Workday’s cloud-computing model means companies don’t have to install and maintain its software themselves. Instead, Workday runs the software in its own data centers, and users connect over the Internet. This makes life easier for customers and costs half as much as traditional back-end software programs.

“We’re taking all of the innovations from the past 10 years in the consumer Internet and bringing those innovations to enterprise computing,” says Aneel Bhusri, the company’s cofounder and co-CEO.

Cloud computing doesn’t get as much buzz as social networking, except for a few consumer products like iTunes. But the real money is in corporate clients. The migration of companies to the cloud represents one of the biggest shifts in the history of the HR industry. From 2010 to 2020 cloud computing will grow sixfold, to $240 billion from $40.7 billion, according to analysts at Forrester Research. Meanwhile, Workday has been prying customers away from competitors like Oracle and SAP. It now counts among its 280 clients big names like Time Warner and Kimberly-Clark, maker of Kleenex.

The biggest risk it faces is that its rivals will wake up to the cloud opportunity and crush Workday before it can become a real threat. SAP recently acquired SuccessFactors, a Workday rival. Oracle will likely build or buy its way into the space as well.

Bhusri and his cofounder, David Duffield, have done battle with Oracle before—and lost. The pair previously ran a big software company called PeopleSoft, which created programs similar to the ones Workday makes, but for an earlier generation of computers. PeopleSoft generated more than $2 billion a year in sales and in 2005 was acquired by Oracle in a bruising $10 billion hostile takeover.

Duffield and Bhusri launched Workday a few months after losing to Oracle. Their idea was pretty simple: they would create a next-generation cloud-based version of what they did with PeopleSoft. So far Workday has raised $250 million in venture funding, with the last round valuing the company at $2 billion.

Last year, in a TV appearance, Bhusri said Workday plans to do an IPO in 2012. So far the company has not made it official, and Bhusri won’t comment. But speculation is that a deal will take place in the second half of this year.
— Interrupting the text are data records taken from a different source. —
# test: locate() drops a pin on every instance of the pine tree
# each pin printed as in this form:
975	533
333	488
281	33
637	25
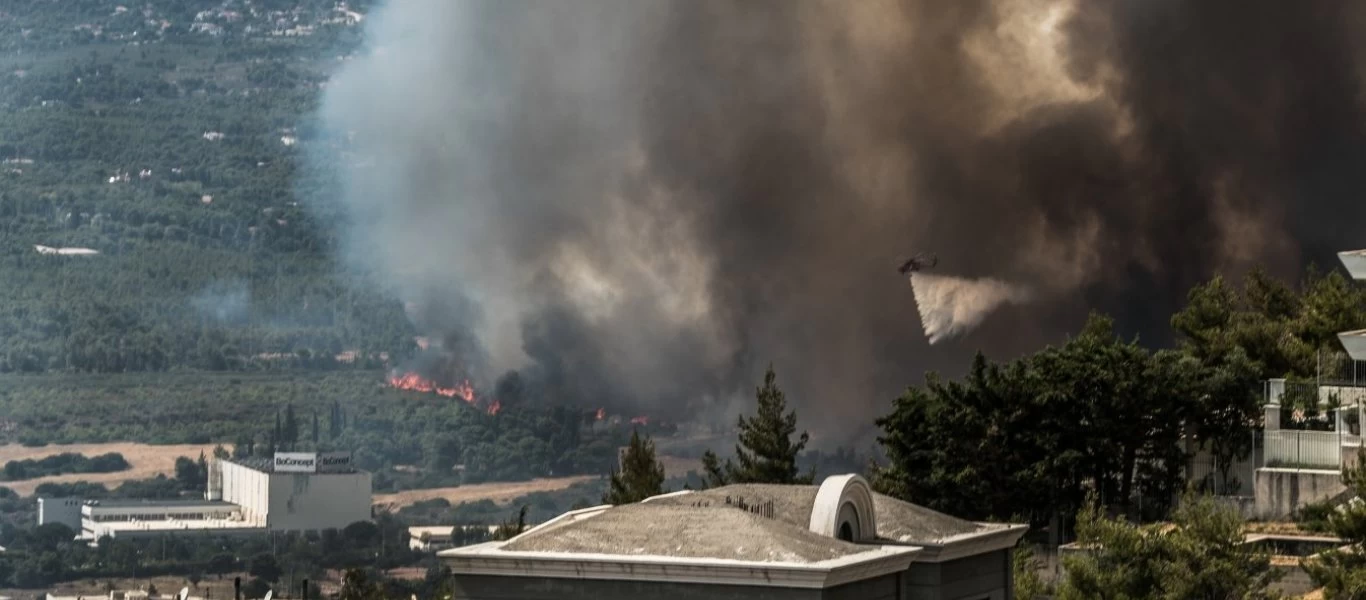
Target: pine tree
1198	555
639	477
765	453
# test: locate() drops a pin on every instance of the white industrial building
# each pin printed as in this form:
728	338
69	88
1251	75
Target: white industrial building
291	492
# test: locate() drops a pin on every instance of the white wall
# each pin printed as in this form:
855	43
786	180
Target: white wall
318	500
247	488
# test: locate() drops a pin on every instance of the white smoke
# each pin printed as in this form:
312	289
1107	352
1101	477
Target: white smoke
952	306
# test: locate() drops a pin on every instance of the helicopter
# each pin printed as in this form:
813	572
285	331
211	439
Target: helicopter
917	263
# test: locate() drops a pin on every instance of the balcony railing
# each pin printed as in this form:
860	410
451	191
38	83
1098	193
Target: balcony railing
1306	450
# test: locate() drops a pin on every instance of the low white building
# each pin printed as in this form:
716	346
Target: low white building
295	491
291	492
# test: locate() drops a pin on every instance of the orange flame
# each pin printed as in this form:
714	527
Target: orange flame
417	383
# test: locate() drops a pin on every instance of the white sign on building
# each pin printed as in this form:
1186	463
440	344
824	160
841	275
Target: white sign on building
335	462
295	462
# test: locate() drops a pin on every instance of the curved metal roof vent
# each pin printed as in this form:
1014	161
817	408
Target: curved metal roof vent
843	509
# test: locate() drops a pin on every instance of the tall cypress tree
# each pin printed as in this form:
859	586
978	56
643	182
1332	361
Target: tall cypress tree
767	453
275	435
639	476
290	431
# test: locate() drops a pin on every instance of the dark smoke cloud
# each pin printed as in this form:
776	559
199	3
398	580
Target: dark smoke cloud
645	201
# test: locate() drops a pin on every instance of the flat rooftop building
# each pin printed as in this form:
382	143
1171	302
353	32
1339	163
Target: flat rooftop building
294	491
838	540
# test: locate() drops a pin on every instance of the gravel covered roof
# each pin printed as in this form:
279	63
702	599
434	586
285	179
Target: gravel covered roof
712	525
896	520
914	524
664	529
791	503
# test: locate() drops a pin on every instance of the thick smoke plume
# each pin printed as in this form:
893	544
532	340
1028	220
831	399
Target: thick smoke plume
646	201
951	306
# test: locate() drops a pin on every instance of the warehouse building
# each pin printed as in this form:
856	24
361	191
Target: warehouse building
290	492
836	540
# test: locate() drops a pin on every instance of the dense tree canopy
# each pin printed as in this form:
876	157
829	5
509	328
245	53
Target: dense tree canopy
1198	555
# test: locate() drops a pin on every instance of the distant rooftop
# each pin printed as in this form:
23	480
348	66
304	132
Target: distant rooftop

That could be good timing. If Facebook stock soars (and it probably will), it could set off another craze for tech stocks. Workday and others like it could benefit from riding along in the slipstream. Says Kathleen Smith, chairwoman of Renaissance Capital, a research and advisory firm specializing in IPOs: “The rising tide will lift many boats, including many that are not closely followed by the media.”